【海外エンジニア生存戦略】ドキュメントは「完璧」を目指すな!C#使いが教える “Minimum Viable Documentation” の極意

日本流「完璧主義」が通用しない? エクセル方眼紙を捨てて見つけた、海外現場のリアルなドキュメント事情

やあ、みんな。今日もVisual Studioと睨めっこしてる?

こっちは相変わらず、朝のスタンドアップミーティングでコーヒーを片手に、「昨日のバグ? ああ、あれはFeature(仕様)だよ」なんてジョークを飛ばしながらやってるよ。

僕は今、日本を飛び出して海外のテック企業で働いている。
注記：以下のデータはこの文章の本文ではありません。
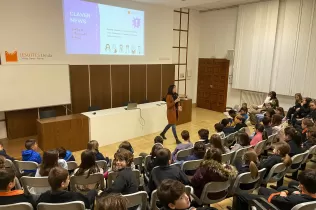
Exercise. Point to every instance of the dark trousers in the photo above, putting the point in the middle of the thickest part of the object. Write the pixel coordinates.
(241, 200)
(174, 131)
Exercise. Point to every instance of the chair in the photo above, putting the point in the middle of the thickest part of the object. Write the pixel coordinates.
(276, 173)
(238, 155)
(34, 182)
(112, 176)
(137, 199)
(212, 187)
(259, 147)
(182, 154)
(154, 198)
(96, 179)
(17, 206)
(227, 157)
(102, 164)
(138, 161)
(74, 205)
(47, 114)
(72, 165)
(93, 108)
(297, 161)
(305, 206)
(26, 165)
(245, 178)
(190, 165)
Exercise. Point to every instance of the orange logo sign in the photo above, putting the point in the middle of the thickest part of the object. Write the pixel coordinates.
(11, 57)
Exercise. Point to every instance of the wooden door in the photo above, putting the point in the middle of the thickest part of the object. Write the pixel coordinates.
(212, 84)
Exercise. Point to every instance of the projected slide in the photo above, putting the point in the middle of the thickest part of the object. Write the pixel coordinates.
(92, 28)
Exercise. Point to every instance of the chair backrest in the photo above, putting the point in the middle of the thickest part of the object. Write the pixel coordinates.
(269, 141)
(138, 161)
(214, 187)
(17, 206)
(297, 161)
(112, 176)
(30, 182)
(74, 205)
(245, 178)
(238, 155)
(47, 114)
(227, 157)
(137, 199)
(182, 154)
(102, 164)
(305, 206)
(259, 147)
(26, 165)
(154, 198)
(276, 173)
(93, 179)
(72, 165)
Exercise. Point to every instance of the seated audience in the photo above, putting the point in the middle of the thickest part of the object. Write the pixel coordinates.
(186, 144)
(65, 154)
(31, 154)
(58, 179)
(239, 123)
(158, 140)
(243, 112)
(165, 171)
(126, 145)
(7, 194)
(93, 145)
(204, 134)
(242, 141)
(111, 202)
(198, 151)
(211, 169)
(216, 142)
(296, 107)
(258, 137)
(227, 128)
(153, 163)
(280, 154)
(125, 182)
(4, 153)
(219, 130)
(172, 195)
(284, 200)
(266, 121)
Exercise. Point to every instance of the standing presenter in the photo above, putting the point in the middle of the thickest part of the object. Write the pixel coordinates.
(173, 107)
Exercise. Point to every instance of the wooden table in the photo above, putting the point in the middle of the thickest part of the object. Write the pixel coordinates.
(186, 115)
(70, 132)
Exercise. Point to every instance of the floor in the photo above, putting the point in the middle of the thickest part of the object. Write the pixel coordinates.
(201, 118)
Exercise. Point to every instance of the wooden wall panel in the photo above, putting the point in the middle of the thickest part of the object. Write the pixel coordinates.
(154, 82)
(168, 72)
(79, 83)
(120, 85)
(100, 86)
(138, 83)
(21, 123)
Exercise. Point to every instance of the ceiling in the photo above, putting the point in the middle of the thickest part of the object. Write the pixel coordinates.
(198, 4)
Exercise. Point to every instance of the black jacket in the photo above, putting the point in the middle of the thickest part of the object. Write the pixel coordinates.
(287, 203)
(4, 154)
(125, 182)
(66, 196)
(270, 162)
(166, 172)
(15, 196)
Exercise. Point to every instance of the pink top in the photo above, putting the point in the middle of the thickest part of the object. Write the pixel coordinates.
(256, 139)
メイン武器はC#とWPF(Windows Presentation Foundation)。デスクトップアプリのモダンなUI/UX設計から、バックエンドとの連携まで、割と泥臭い部分も含めてガリガリ書いてるエンジニアだ。

今日は、これから海外を目指す人、あるいは今の開発現場で「ドキュメント」という魔物に苦しめられている人に向けて、僕がこっちに来て一番最初に食らった「洗礼」と、そこから得た「生き抜くための知恵」をシェアしたいと思う。これを読めば、無駄な残業が減って、本当に書くべきコードに集中できる時間が増えるはずだ。

さて、単刀直入に聞くけど、「ドキュメント」、好き?

大抵のエンジニアは首を横に振るよね。「コードを書くのが仕事で、作文は仕事じゃない」って。でも、心のどこかで「ちゃんとした仕様書がないと不安」とか「詳細設計書がないと実装に入れない」って思ってないかな?

正直に告白すると、僕がそうだった。

日本にいた頃の僕は、いわゆる「SIer文化」の洗礼を浴びて育った。納品物リストには、基本設計書、詳細設計書、単体テスト仕様書、結合テスト仕様書……と、膨大なドキュメントが並ぶ。Excel方眼紙に見事に整形されたフローチャート、1ピクセルもズレていない画面定義書。それらを作り上げ、ハンコをもらって初めて「仕事をした」気になっていたんだ。

「完璧なドキュメントがあれば、バグは防げる」

「ドキュメントは、自分を守る盾になる」

そう信じていた。

だから、海外の今の会社にジョインした初日、僕は自信満々に聞いたんだ。

「このプロジェクトの仕様書(Spec)はどこにありますか? サーバーのパスを教えてください」

チームリーダーのトム(仮名)は、口に含んだドーナツを飲み込んで、不思議そうな顔でこう言った。

「Spec? ああ、Jiraのチケットに要件が3行くらい書いてあるだろ? あとはホワイトボードの写真がSlackに上がってるはずだ。分からなかったら、PM(プロダクトマネージャー)と話してくれ」

僕は耳を疑った。

3行? ホワイトボードの写真?

「いやいや、画面遷移図は? クラス図は? データベース定義書は?」

食い下がってみたけど、返ってきたのは「We don’t do that here(ここではそんなことしないよ)」という、マーベル映画のようなセリフだった。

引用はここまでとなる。